5th ManiKongo of Kongo from 1470 to 1509

King João I (born Nzinga-a-Nkuwu; c. 1440 – 1509) was the 5th ManiKongo of the Kingdom of Kongo (Kongo-dia-Ntotila) between 1470 and 1509. After Portuguese sailors visited his kingdom, he voluntarily briefly converted to Catholicism. He was baptised on 3 May 1491 and took the Portuguese Christian name of João. Soon after, ManiKongo Nzinga-a-Nkuwu João I abandoned the new faith in 1495 for a number of reasons, one of them being the Catholic Church's requirement of monogamy. Politically, he could not afford to abandon polygamy and embrace monogamy, a cultural shift that the king could not contemplate as power in Kongo was elective, rather than hereditary as in Europe; as Kongo culture followed a matrilineality structure, where the elder son of the king is not automatically the next king.

==Early reign==
King Nzinga-a-Nkuwu was the fifth ruler of Kongo. He was married to Queen Nzinga a Nlaza, a first cousin. She had a son by the king named Nzinga Mbemba. She would later help him become king of Kongo after her husband's death. Under the reign of Nzinga a Nkuwu, Kongo had grown to 100,000 square kilometers and contained a very centralized government.
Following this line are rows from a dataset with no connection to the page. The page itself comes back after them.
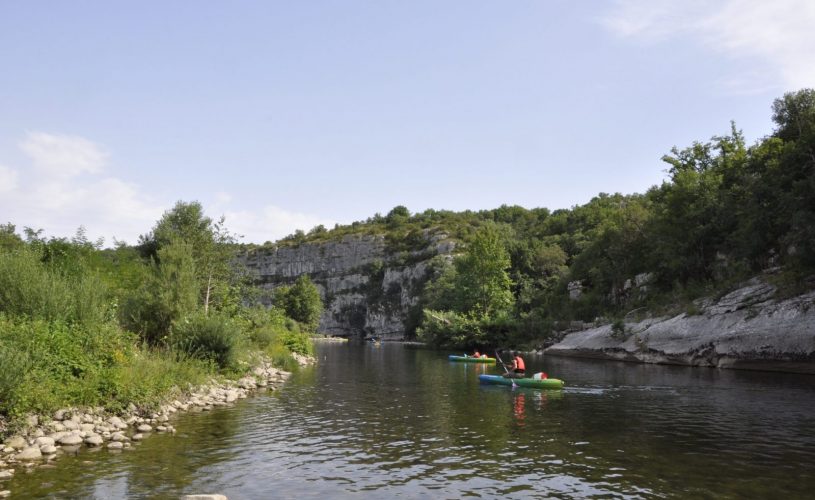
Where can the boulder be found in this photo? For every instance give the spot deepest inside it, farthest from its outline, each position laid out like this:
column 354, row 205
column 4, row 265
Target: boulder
column 44, row 440
column 70, row 439
column 16, row 442
column 30, row 453
column 94, row 440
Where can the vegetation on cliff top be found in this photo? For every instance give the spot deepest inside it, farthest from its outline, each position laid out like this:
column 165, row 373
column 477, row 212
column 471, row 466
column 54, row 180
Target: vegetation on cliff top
column 726, row 211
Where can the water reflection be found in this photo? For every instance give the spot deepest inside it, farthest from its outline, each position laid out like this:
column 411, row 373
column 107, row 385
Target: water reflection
column 388, row 421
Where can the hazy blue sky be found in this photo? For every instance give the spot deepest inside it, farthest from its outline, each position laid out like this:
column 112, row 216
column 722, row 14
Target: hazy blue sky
column 283, row 115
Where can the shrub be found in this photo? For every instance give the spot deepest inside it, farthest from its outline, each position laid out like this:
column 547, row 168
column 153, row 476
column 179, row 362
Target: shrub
column 31, row 288
column 15, row 365
column 213, row 337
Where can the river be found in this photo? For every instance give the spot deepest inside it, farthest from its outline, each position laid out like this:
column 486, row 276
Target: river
column 385, row 421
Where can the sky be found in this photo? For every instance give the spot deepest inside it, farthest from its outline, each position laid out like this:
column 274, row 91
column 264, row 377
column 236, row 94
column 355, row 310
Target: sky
column 285, row 115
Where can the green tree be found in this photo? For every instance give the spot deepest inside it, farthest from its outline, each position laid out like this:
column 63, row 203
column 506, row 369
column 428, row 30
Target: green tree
column 167, row 296
column 213, row 249
column 481, row 274
column 301, row 301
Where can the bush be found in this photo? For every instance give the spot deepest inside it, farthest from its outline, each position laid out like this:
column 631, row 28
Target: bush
column 15, row 365
column 618, row 330
column 210, row 337
column 28, row 287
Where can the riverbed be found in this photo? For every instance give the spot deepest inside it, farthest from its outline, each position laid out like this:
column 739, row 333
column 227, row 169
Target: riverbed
column 378, row 421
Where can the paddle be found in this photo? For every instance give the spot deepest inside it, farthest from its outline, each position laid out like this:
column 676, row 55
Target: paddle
column 514, row 385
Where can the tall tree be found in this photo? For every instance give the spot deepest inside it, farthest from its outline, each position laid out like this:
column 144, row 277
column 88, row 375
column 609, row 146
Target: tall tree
column 481, row 273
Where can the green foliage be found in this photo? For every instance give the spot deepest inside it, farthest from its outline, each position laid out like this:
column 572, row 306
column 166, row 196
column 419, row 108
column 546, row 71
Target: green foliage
column 301, row 301
column 618, row 330
column 481, row 274
column 466, row 331
column 170, row 293
column 30, row 287
column 210, row 337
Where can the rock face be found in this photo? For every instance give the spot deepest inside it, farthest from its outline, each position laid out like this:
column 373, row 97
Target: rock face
column 369, row 287
column 744, row 329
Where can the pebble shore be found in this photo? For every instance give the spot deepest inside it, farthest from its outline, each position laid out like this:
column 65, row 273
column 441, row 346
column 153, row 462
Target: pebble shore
column 46, row 438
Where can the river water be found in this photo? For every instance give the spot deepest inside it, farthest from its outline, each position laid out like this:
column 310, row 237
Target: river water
column 393, row 421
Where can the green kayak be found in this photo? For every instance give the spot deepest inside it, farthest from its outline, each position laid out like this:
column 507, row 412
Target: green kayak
column 470, row 359
column 546, row 383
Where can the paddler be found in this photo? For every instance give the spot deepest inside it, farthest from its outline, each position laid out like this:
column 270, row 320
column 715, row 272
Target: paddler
column 517, row 367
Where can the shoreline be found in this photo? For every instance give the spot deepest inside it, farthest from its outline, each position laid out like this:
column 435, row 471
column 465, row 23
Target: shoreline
column 746, row 329
column 45, row 438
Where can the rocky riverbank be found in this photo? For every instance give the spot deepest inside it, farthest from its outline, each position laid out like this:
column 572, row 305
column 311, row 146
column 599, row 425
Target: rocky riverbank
column 746, row 329
column 46, row 438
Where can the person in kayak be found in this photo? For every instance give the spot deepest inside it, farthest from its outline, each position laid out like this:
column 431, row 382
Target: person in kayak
column 518, row 367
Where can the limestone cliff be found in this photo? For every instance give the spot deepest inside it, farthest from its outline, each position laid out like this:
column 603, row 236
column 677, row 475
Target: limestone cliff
column 369, row 287
column 744, row 329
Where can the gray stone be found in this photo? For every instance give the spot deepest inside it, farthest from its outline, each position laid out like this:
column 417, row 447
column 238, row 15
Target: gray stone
column 118, row 436
column 94, row 440
column 16, row 442
column 743, row 329
column 30, row 453
column 341, row 268
column 70, row 439
column 44, row 440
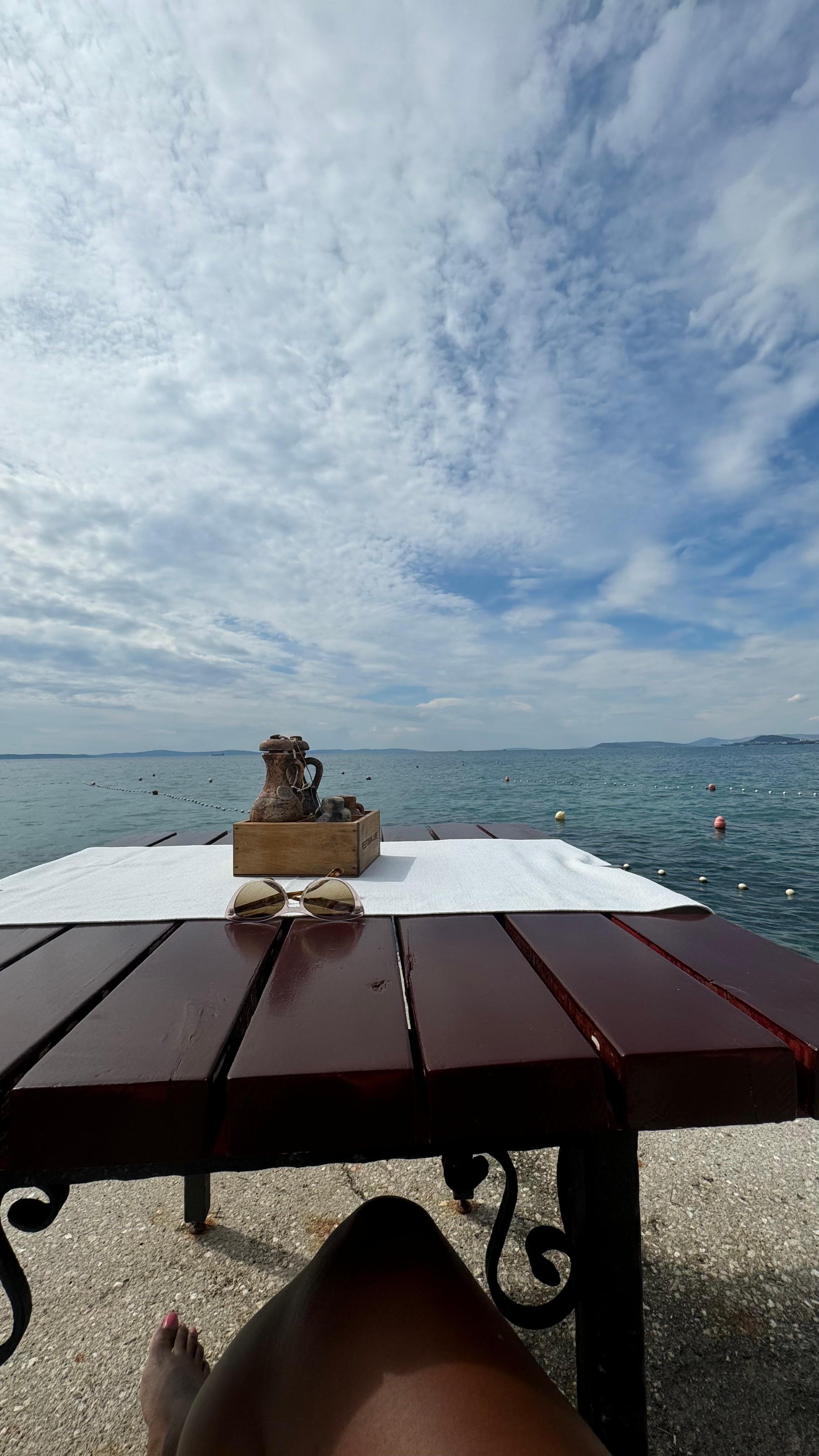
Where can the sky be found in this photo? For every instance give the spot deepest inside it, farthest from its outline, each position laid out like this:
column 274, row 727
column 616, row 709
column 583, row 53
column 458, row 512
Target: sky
column 425, row 373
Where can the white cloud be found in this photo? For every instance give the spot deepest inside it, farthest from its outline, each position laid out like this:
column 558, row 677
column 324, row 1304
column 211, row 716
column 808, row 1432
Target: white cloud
column 347, row 347
column 647, row 576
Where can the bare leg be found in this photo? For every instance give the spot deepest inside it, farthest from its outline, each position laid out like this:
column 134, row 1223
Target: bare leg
column 384, row 1346
column 174, row 1375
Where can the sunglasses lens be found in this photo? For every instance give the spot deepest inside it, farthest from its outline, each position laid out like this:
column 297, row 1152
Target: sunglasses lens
column 257, row 899
column 330, row 897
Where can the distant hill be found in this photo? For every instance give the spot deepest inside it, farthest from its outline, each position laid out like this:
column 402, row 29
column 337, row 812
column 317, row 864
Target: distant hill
column 771, row 739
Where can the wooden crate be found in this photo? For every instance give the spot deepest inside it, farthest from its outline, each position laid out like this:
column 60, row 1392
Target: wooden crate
column 307, row 849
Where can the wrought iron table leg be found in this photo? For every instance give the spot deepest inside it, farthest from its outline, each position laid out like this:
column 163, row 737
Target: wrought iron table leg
column 464, row 1173
column 599, row 1199
column 32, row 1216
column 197, row 1199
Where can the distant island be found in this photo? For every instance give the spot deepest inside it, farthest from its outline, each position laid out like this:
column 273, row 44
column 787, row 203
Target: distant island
column 766, row 740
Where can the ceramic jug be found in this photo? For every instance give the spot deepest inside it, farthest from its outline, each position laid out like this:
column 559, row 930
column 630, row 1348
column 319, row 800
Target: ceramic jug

==Arrival of the Portuguese==
In 1483, a Portuguese caravel captained by Diogo Cão reached the estuary of the Congo River and made contact with subjects of the king of Kongo. The Portuguese were initially well-received in Kongo. They offered the king of Kongo many presents, and participated in a festival before returning to Lisbon. Cão sailed back to Portugal carrying a party of Kongo emissaries. On arrival in Lisbon, the emissaries were baptised and placed in a monastery before returning to the king in 1491.

On board the ship were also Portuguese priests, masons, carpenters and soldiers, as well as European goods. The ships anchored at Mpinda. After a brief halt to baptise the governor of Soyo, uncle to the manikongo, the procession went on to the capital where they were greeted by the king and five of his leading nobles.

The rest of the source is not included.